Similar to others, she felt that Rider had pushed aside the cheerleaders due to every other sport getting the advantage to practice during the pandemic the following year.

It did not just affect their performance but the team as a whole was stripped of the chance to bond with each other. When the cheer team returned it had to make up for lost time, unlike any other sport.

“It was hard to get back into the commitment of it,” Schnieder said. “I wasn’t around my team as much, so it
was kind of hard because we had all new members. It was hard to make connections again and remember what the season used to be like.”

Ayanna Wells-Crudup, a sophomore secondary education major, tried out with Gallagher in the fall of 2021, where she earned her spot on the team.

The cheer team is an outlet for Wells-Crudup; however, before she came to campus, she only knew one girl on the team virtually.

She met everyone during the first practice and said that those friendships are something that she missed out on freshman year.

Wells-Crudup said, “I’m glad that I got to join this year, it kind of made up for lost time.”

The three team members expressed their gratitude for the seniors who act as the glue that holds this team together.

Consisting of two captains and two co-captains, Gallagher said the seniors led the team “in the right direction and made sure [the new members] got taught everything.”

Victoria Costleigh, a senior psychology major, has been a part of the cheer team since her freshman year. She has taken on the senior duties of leading an example for the underclassman.

“We are kind of like assistant coaches in a sense. If any of the girls have questions for us and don’t want to ask the coach, we can be there [for them to] talk to,” Costleigh said. “I feel like a lot of the younger girls look up to us and ask for help if they had a situation or didn’t know how to do a cheer or dance.”

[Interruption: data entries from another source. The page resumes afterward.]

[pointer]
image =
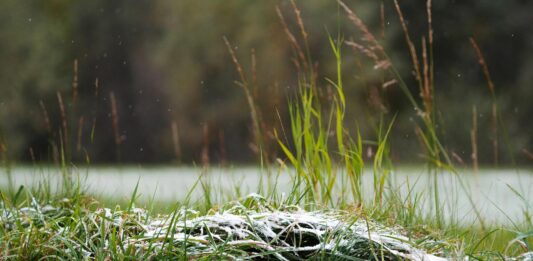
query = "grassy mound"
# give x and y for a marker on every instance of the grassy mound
(251, 228)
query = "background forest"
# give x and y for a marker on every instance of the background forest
(153, 82)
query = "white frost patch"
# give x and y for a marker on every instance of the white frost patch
(299, 233)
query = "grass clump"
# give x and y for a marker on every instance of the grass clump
(253, 228)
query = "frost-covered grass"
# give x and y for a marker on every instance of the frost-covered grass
(252, 228)
(35, 224)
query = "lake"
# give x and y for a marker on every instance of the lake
(500, 195)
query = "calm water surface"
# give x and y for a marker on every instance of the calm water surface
(499, 195)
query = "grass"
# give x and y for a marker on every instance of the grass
(326, 162)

Members of the team bond the most during their travels to the MAAC tournament at the end of their season.

Costleigh said her favorite memories are from the tournament because the cheer team is usually only allowed to perform at home games.

During the game on Nov. 9 at the MAAC tournament, the men’s basketball team scored the winning shot against No. 1 team Iona within the last second. The cheerleaders shared the excitement and pride with the team.

Gallagher said, “We were all standing at the edge of the court waiting to run on and it was so exciting. A couple people were crying and we were all hugging each other. There’s nothing like it, I can’t even describe it; it was amazing.”

She continued, “all the hard work, sweat and tears are worth it for moments like these.”